The Brick Moon, and Other Stories by Edward Everett Hale
Let's set the scene: it's the late 1800s. The telephone is brand new, and the idea of human flight is still a dream. Yet, in a magazine called The Atlantic Monthly, Edward Everett Hale publishes a story about building a navigational satellite. Not a metal machine, but a giant, habitable sphere made of brick, launched into orbit by gigantic flywheels. That's 'The Brick Moon.' The plot follows a group of friends and engineers who dream up this project to help ships find their longitude at sea. But in a moment of brilliant chaos, their test satellite—unbeknownst to them, occupied by a few workers and their families—gets accidentally sent into space. The rest of the story is told through fragmentary observations from Earth as the castaways on the Brick Moon figure out how to survive and even thrive in their new, permanent home.
Why You Should Read It
This isn't about laser battles or warp speed. The magic here is in the quiet, logical problem-solving. Hale thinks through the details: air, water, food, and even society on this tiny world. You can feel the author's genuine excitement about possibility. The characters are driven by a sincere desire to do good, to solve a real human problem (dangerous sea voyages), and their creation takes on a life of its own.

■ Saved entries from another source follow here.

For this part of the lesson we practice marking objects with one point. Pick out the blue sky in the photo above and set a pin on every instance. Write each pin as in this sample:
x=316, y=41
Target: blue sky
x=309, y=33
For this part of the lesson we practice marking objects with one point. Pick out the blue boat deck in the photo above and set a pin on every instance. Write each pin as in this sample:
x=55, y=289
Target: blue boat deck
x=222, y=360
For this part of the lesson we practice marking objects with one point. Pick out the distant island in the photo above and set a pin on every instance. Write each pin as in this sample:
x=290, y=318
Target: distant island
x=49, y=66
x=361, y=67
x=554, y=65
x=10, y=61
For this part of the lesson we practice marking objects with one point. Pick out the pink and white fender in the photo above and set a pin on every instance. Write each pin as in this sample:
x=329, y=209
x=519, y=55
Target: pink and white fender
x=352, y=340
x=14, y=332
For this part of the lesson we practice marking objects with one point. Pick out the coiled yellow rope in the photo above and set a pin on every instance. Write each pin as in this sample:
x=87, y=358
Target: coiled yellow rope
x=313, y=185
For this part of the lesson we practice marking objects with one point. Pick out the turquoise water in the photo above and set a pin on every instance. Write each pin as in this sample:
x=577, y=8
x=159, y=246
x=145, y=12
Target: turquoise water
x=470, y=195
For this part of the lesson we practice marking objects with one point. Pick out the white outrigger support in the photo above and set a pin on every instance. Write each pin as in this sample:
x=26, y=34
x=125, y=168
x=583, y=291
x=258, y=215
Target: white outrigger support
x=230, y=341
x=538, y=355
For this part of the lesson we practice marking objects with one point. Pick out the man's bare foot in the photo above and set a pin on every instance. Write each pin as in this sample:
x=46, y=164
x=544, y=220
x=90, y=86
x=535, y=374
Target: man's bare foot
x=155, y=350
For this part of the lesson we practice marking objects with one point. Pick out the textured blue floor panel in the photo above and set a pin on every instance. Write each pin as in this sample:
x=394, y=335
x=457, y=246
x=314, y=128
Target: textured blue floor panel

Reading it feels like uncovering a blueprint for a future that could have been imagined. It’s hopeful, a little bit clunky in that charming 19th-century way, and it makes you appreciate how far our own dreams of space have come. It’s a story about community and adaptation in the most extreme circumstances imaginable at the time.
Final Verdict
This collection is perfect for curious readers who love the history of ideas, especially science fiction and utopian literature. If you enjoy Jules Verne's practical adventures or the speculative social experiments of early sci-fi, you'll find a kindred spirit in Hale. It’s also a great pick for anyone who likes to see how old stories accidentally predict the future. The other stories in the book offer more of Hale's thoughtful, socially-conscious style. Just be ready for a slower, more philosophical pace than modern fiction. Think of it less as a thrill-ride and more as a fascinating conversation with a very clever, optimistic mind from the past.
Ashley Garcia
1 year agoTo be perfectly clear, the content flows smoothly from one chapter to the next. One of the best books I've read this year.